As America entered the 20th century, with white-supremacy reimagined as ‘Jim Crow’ politics, the
African-American community faced decisions over just how to compete for its place in America’s
collective memory. In 1963, James Baldwin optimistically wrote that ‘the American Negro has the
great advantage of having never believed that collection of myths to which white Americans cling’.
But to deny America’s historical myths is to deny America itself. How should African-Americans,
therefore, approach history? Should they remember their past or America’s invented ones? Should
they simply not look back?
Robert Penn Warren in his Legacy of the Civil War (1961) wrote, ‘somewhere in their bones’, most
Americans have a storehouse of ‘lessons’ drawn from the Civil War. Exactly what those lessons
are, and who determines them, was shaped directly by the decisions made in the decades following
the conflict.
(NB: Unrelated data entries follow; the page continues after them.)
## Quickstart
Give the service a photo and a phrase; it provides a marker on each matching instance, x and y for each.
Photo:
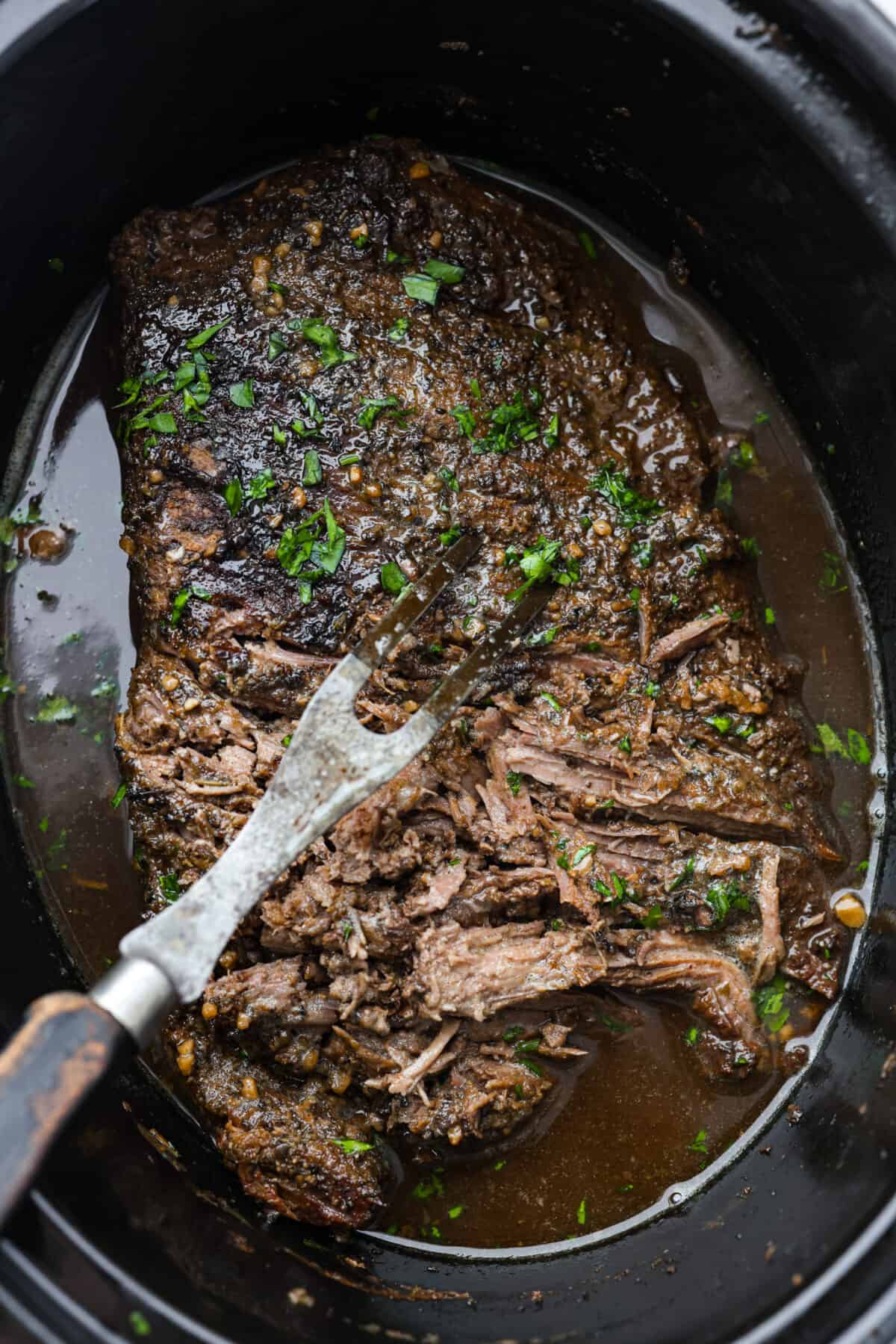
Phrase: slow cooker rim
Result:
(862, 31)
In America today the myth of Robert E. Lee is still immensely appealing to both
northerners and southerners; ten U.S. Army bases are still named in honour of Confederate generals;
the Confederate battle flag still flies across America, including in official capacities; statues of
Confederates still litter the American landscape; and 48% of Americans believe Edward Pollard’s
lie that the Confederacy was concerned with ‘states rights’ not slavery. Lost Cause ideology
retains a powerful grip on American popular imagination.
Although African-Americans have ‘the great advantage’ of having never believed these myths, they
have the great disadvantage of being their victim. The attempts to preserve and perpetuate
Confederate culture help explain how America has struggled to disengage itself from its culture
of segregation. Given this, we must extend our understanding of how historical memories are made
and how the dual forces of forgetting and misremembering provide the basis for nationalist
histories. The fight against injustice may or may not involve tearing down statues, but it certainly
involves tearing down what those statues represent—the romanticisation and reverence of distant
men and unknown pasts. In this task, I am reminded of Langston Hughes:
O, let America be America again—
The land that never has been yet—
And yet must be—the land where every man is free.